Nous vous proposons la visite de la presse allemande par LesEchos.fr
La presse allemande est unanime : la victoire du Front National au premier tour des élections régionales est l’échec des élites françaises, qui ont failli à réformer la France pour en faire un pays moderne capable d’affronter la mondialisation. « Les camps traditionnels se freinent mutuellement, les structures de décision complexes et l’influence de beaucoup de groupes d’intérêts, y compris régionaux, donnent un sentiment de paralysie, observe la « Suddeutsche Zeitung » dans un éditorial. Quasiment aucun autre pays en Europe ne produit une élite agissant de manière aussi féodale. Nous contre eux – cela fonctionne particulièrement bien en France. »
Une responsabilité de l’Allemagne
Mais le quotidien de centre-gauche, qui observe une poussée des extrêmes dans le reste de l’Europe et au-delà (citant Donald Trump aux Etats-Unis), ne veut pas passer sous silence la responsabilité de l’Allemagne dans le vote français. « La domination de la nation au cœur de l’Europe conduit à des réflexes de rejets dans le voisinage : c’était le cas en Grèce, c’est le cas au Danemark et ce sera le cas en France. Le Pen maîtrise parfaitement la partition du sentiment anti-allemand, par exemple lorsqu’elle raille le président François Hollande comme vice-chancelier » de Merkel. Le quotidien munichois note que la recette populiste fonctionne aussi en Allemagne avec l’AfD.
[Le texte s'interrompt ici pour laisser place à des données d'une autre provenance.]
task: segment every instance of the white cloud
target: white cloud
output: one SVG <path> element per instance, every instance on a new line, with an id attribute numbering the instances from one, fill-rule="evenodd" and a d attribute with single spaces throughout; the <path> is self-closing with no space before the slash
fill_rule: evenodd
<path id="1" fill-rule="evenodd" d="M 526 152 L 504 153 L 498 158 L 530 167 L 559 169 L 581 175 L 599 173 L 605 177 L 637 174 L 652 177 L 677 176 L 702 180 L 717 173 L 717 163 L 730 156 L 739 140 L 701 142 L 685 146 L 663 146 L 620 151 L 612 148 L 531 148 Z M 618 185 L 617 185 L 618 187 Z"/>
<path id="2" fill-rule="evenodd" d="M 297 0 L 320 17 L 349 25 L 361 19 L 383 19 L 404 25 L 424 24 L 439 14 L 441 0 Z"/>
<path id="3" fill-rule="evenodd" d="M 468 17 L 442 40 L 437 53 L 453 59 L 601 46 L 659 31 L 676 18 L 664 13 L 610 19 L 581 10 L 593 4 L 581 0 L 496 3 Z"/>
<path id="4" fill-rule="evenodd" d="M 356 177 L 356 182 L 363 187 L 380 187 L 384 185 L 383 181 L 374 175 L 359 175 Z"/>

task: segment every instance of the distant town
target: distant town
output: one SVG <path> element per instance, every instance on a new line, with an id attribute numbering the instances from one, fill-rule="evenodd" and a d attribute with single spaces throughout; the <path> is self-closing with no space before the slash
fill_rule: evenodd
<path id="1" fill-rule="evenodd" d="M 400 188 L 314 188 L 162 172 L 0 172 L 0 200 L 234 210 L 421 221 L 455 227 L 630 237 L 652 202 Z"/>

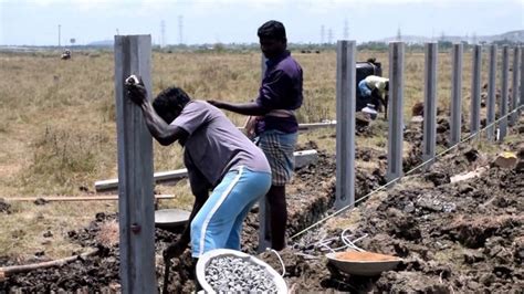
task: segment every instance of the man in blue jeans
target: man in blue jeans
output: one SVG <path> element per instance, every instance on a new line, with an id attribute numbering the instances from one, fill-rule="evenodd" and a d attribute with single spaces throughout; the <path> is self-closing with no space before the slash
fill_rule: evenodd
<path id="1" fill-rule="evenodd" d="M 264 154 L 226 115 L 181 88 L 164 90 L 149 103 L 143 83 L 126 81 L 127 96 L 142 108 L 146 125 L 164 146 L 178 140 L 196 197 L 190 230 L 169 246 L 167 259 L 191 242 L 192 256 L 213 249 L 240 250 L 242 222 L 271 186 Z M 209 191 L 211 190 L 211 195 Z"/>
<path id="2" fill-rule="evenodd" d="M 287 210 L 285 185 L 293 175 L 293 151 L 296 145 L 298 123 L 295 111 L 302 105 L 302 67 L 286 50 L 285 28 L 281 22 L 268 21 L 259 28 L 260 49 L 268 59 L 262 85 L 255 102 L 233 104 L 209 101 L 219 108 L 255 116 L 253 129 L 259 147 L 264 151 L 273 175 L 271 189 L 266 195 L 270 208 L 271 248 L 285 248 Z"/>

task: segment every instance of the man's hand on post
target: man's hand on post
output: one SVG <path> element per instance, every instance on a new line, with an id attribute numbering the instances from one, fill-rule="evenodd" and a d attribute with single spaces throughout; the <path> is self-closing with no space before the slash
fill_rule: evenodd
<path id="1" fill-rule="evenodd" d="M 140 76 L 130 75 L 125 82 L 126 95 L 135 104 L 142 105 L 147 101 L 147 90 Z"/>
<path id="2" fill-rule="evenodd" d="M 222 108 L 222 105 L 223 105 L 220 101 L 207 101 L 207 102 L 217 108 Z"/>

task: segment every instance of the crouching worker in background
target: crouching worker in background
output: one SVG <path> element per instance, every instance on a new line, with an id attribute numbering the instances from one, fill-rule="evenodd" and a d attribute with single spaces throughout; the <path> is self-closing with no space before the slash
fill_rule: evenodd
<path id="1" fill-rule="evenodd" d="M 358 83 L 358 92 L 360 95 L 359 101 L 357 101 L 357 109 L 361 108 L 363 113 L 368 114 L 371 119 L 375 119 L 377 118 L 378 111 L 380 111 L 380 105 L 384 105 L 385 117 L 387 118 L 389 92 L 388 78 L 377 75 L 368 75 Z M 358 105 L 363 106 L 359 107 Z"/>
<path id="2" fill-rule="evenodd" d="M 178 140 L 184 147 L 196 198 L 190 231 L 186 228 L 165 258 L 184 252 L 189 241 L 193 259 L 213 249 L 240 250 L 242 222 L 271 187 L 271 168 L 262 150 L 220 109 L 191 99 L 181 88 L 164 90 L 153 104 L 139 77 L 129 77 L 126 91 L 158 143 L 168 146 Z"/>

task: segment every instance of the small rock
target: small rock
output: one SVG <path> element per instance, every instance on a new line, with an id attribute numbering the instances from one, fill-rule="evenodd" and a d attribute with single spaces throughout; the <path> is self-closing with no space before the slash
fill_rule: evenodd
<path id="1" fill-rule="evenodd" d="M 46 203 L 49 203 L 49 201 L 43 198 L 38 198 L 36 200 L 34 200 L 35 206 L 45 206 Z"/>
<path id="2" fill-rule="evenodd" d="M 481 252 L 474 250 L 468 250 L 463 253 L 464 262 L 473 264 L 484 260 L 484 255 Z"/>
<path id="3" fill-rule="evenodd" d="M 482 284 L 484 284 L 485 286 L 489 286 L 491 285 L 493 282 L 495 282 L 495 275 L 492 274 L 492 273 L 486 273 L 486 274 L 482 274 L 479 279 L 479 282 L 481 282 Z"/>
<path id="4" fill-rule="evenodd" d="M 500 168 L 513 168 L 517 162 L 516 155 L 514 153 L 503 153 L 495 158 L 493 164 Z"/>

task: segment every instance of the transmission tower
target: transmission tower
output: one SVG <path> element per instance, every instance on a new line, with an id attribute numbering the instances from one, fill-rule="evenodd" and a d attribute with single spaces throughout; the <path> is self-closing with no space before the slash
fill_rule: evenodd
<path id="1" fill-rule="evenodd" d="M 344 40 L 349 40 L 349 24 L 347 19 L 344 20 Z"/>
<path id="2" fill-rule="evenodd" d="M 326 32 L 325 32 L 325 29 L 324 29 L 324 24 L 322 24 L 321 27 L 321 44 L 324 44 L 324 36 L 325 36 Z"/>
<path id="3" fill-rule="evenodd" d="M 166 22 L 163 20 L 160 21 L 160 48 L 166 46 Z"/>
<path id="4" fill-rule="evenodd" d="M 184 44 L 184 15 L 178 15 L 178 34 L 180 38 L 180 45 Z"/>

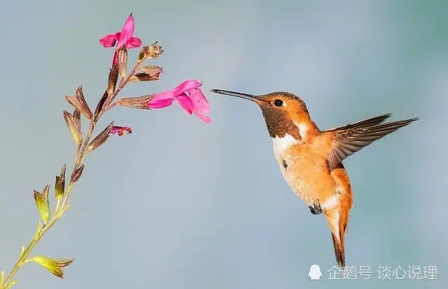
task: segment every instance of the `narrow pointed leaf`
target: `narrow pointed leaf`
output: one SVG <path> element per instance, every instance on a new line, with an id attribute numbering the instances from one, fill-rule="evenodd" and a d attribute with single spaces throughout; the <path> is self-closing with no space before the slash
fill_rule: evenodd
<path id="1" fill-rule="evenodd" d="M 84 170 L 84 164 L 83 163 L 80 165 L 73 173 L 71 174 L 71 182 L 78 181 L 79 178 L 81 177 L 81 175 L 83 175 L 83 171 Z"/>
<path id="2" fill-rule="evenodd" d="M 13 282 L 10 283 L 5 287 L 5 289 L 10 289 L 11 287 L 17 284 L 17 280 L 14 280 Z"/>
<path id="3" fill-rule="evenodd" d="M 153 81 L 158 80 L 160 77 L 159 77 L 158 75 L 150 75 L 146 73 L 136 73 L 134 75 L 131 76 L 130 78 L 130 81 L 131 82 L 139 82 L 143 81 Z"/>
<path id="4" fill-rule="evenodd" d="M 48 191 L 50 185 L 46 186 L 42 193 L 34 190 L 34 200 L 41 218 L 46 223 L 50 219 L 50 204 L 48 203 Z"/>
<path id="5" fill-rule="evenodd" d="M 75 130 L 73 115 L 71 115 L 70 112 L 67 112 L 66 110 L 64 110 L 64 119 L 65 120 L 66 124 L 67 124 L 67 126 L 69 127 L 69 130 L 71 133 L 71 136 L 73 137 L 74 140 L 76 144 L 78 144 L 78 135 L 76 134 L 76 131 Z"/>
<path id="6" fill-rule="evenodd" d="M 95 109 L 94 117 L 93 119 L 94 121 L 97 121 L 98 120 L 98 116 L 103 110 L 103 108 L 104 108 L 104 105 L 106 105 L 106 101 L 107 101 L 107 98 L 109 94 L 108 91 L 104 91 L 104 94 L 103 94 L 103 96 L 102 96 L 101 99 L 98 102 L 98 105 L 97 105 L 97 108 Z"/>
<path id="7" fill-rule="evenodd" d="M 74 259 L 52 259 L 43 255 L 36 256 L 30 260 L 42 265 L 53 275 L 59 278 L 64 278 L 64 270 L 62 268 L 69 265 L 74 260 Z"/>
<path id="8" fill-rule="evenodd" d="M 127 106 L 141 110 L 150 110 L 148 103 L 153 98 L 153 95 L 121 98 L 118 104 L 122 106 Z"/>
<path id="9" fill-rule="evenodd" d="M 78 110 L 73 112 L 73 124 L 76 133 L 76 144 L 80 145 L 83 142 L 83 133 L 81 131 L 81 114 Z"/>
<path id="10" fill-rule="evenodd" d="M 65 191 L 65 169 L 66 166 L 65 164 L 62 165 L 61 169 L 61 173 L 59 176 L 56 176 L 56 182 L 55 183 L 55 194 L 56 198 L 60 200 L 64 196 L 64 191 Z"/>
<path id="11" fill-rule="evenodd" d="M 76 99 L 78 100 L 80 106 L 76 108 L 78 108 L 78 110 L 79 110 L 79 111 L 84 114 L 88 119 L 92 119 L 93 117 L 92 110 L 90 110 L 89 105 L 87 103 L 87 101 L 85 101 L 84 94 L 83 93 L 83 87 L 80 85 L 78 89 L 76 89 Z"/>

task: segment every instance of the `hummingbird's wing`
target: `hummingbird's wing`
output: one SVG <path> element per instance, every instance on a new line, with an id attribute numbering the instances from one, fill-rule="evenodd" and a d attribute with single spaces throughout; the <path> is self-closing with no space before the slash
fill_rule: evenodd
<path id="1" fill-rule="evenodd" d="M 332 170 L 338 163 L 373 141 L 388 135 L 398 128 L 419 119 L 418 117 L 381 124 L 390 114 L 382 115 L 352 124 L 324 131 L 330 134 L 332 145 L 328 152 L 328 165 Z"/>
<path id="2" fill-rule="evenodd" d="M 388 113 L 387 114 L 380 115 L 379 117 L 372 117 L 371 119 L 367 119 L 362 120 L 360 121 L 355 122 L 351 124 L 346 124 L 342 126 L 337 126 L 336 128 L 328 129 L 326 131 L 340 131 L 343 129 L 348 128 L 365 128 L 372 126 L 376 126 L 377 124 L 379 124 L 382 122 L 384 121 L 386 119 L 391 117 L 391 114 Z"/>

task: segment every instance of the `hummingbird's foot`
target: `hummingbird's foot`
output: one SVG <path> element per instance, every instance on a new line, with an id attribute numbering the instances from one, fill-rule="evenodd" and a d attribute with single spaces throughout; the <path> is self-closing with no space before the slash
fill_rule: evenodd
<path id="1" fill-rule="evenodd" d="M 321 202 L 318 200 L 316 200 L 316 202 L 313 205 L 313 206 L 308 206 L 309 210 L 311 211 L 311 214 L 313 215 L 318 215 L 319 214 L 323 213 L 323 210 L 321 207 Z"/>

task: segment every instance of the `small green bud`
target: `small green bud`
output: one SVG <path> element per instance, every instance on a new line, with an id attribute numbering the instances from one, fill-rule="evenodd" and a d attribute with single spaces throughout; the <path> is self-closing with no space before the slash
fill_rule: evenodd
<path id="1" fill-rule="evenodd" d="M 43 223 L 46 223 L 50 219 L 50 204 L 48 203 L 49 191 L 49 185 L 46 186 L 42 193 L 34 190 L 34 200 L 36 201 L 37 209 L 39 211 Z"/>

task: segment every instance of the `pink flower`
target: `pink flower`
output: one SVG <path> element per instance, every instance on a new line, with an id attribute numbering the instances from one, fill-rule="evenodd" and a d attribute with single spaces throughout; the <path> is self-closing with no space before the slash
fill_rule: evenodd
<path id="1" fill-rule="evenodd" d="M 126 48 L 136 48 L 141 45 L 141 40 L 136 37 L 132 37 L 134 34 L 134 17 L 131 13 L 125 26 L 121 29 L 121 32 L 117 32 L 115 34 L 108 34 L 99 39 L 99 44 L 105 47 L 111 47 L 117 44 L 117 47 L 113 54 L 113 60 L 112 61 L 112 65 L 117 63 L 117 50 L 120 47 L 125 45 Z M 118 43 L 117 43 L 118 41 Z"/>
<path id="2" fill-rule="evenodd" d="M 205 115 L 210 112 L 209 103 L 200 89 L 202 83 L 197 80 L 187 80 L 181 83 L 174 89 L 154 94 L 148 103 L 150 109 L 163 108 L 171 105 L 177 100 L 182 108 L 191 114 L 194 113 L 203 121 L 210 122 L 211 119 Z"/>
<path id="3" fill-rule="evenodd" d="M 112 126 L 109 131 L 109 135 L 118 134 L 118 136 L 126 135 L 128 133 L 132 133 L 132 128 L 127 126 Z"/>

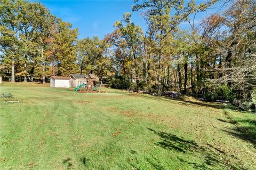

Pas le courage de réformes sérieuses
« On ne peut plus nier l’échec des élites politiques (françaises), juge la « Frankfurter Allgemeine Zeitung ». Le pays paye le fait qu’aucun gouvernement au cours de la dernière décennie n’ait eu le courage de faire des réformes sérieuses. On a traîné à corriger les dysfonctionnements ou refusé de les voir », note le quotidien de droite en évoquant le chômage de masse, le déclin de l’industrie, l’échec de la politique d’intégration ou encore la baisse de performance de l’école publique. « Le fossé entre l’image que le pays a de lui-même, berceau des droits de l’Homme à la mission universelle, et la réalité du déclin n’a jamais été aussi grand ».
Défense des privilèges
Pour le « Handelsblatt », beaucoup de Français sont déçus par un système politique et des partis qui se battent pour leurs privilèges et non pour le rétablissement économique du pays. « La grande majorité est plus mûre que leur classe politique, observe le quotidien économique. Ils savent où se place la France sur le plan économique et ont une vision claire des changements nécessaires. » Mais les partis ne livrent pas, se désole le journal de Düsseldorf, relevant l’aversion des Français pour la mondialisation, vécue comme une menace à l’origine du chômage alors qu’elle est vécue en Allemagne comme la preuve du succès du « Made in Germany ».
Des « bides »
Sans concession, la chaîne de télévision publique ARD voit dans le succès du FN l’échec des gouvernements successifs à adapter le pays. « Une économie moderne avec des emplois modernes ? Le bide. Une intégration réussie des gens issues de l’immigration? Le bide aussi. Et surtout, et c’est la grande différence avec l’Allemagne : la politique française n’a pas connu de compromis jusqu’ici. Le scrutin majoritaire a fait en sorte que soit les conservateurs soit les socialistes soient au pouvoir. Or les réformes nécessaires de l’économie et de la société ne sont possibles qu’à travers une large alliance des grands partis dépassant les clivages politiques ».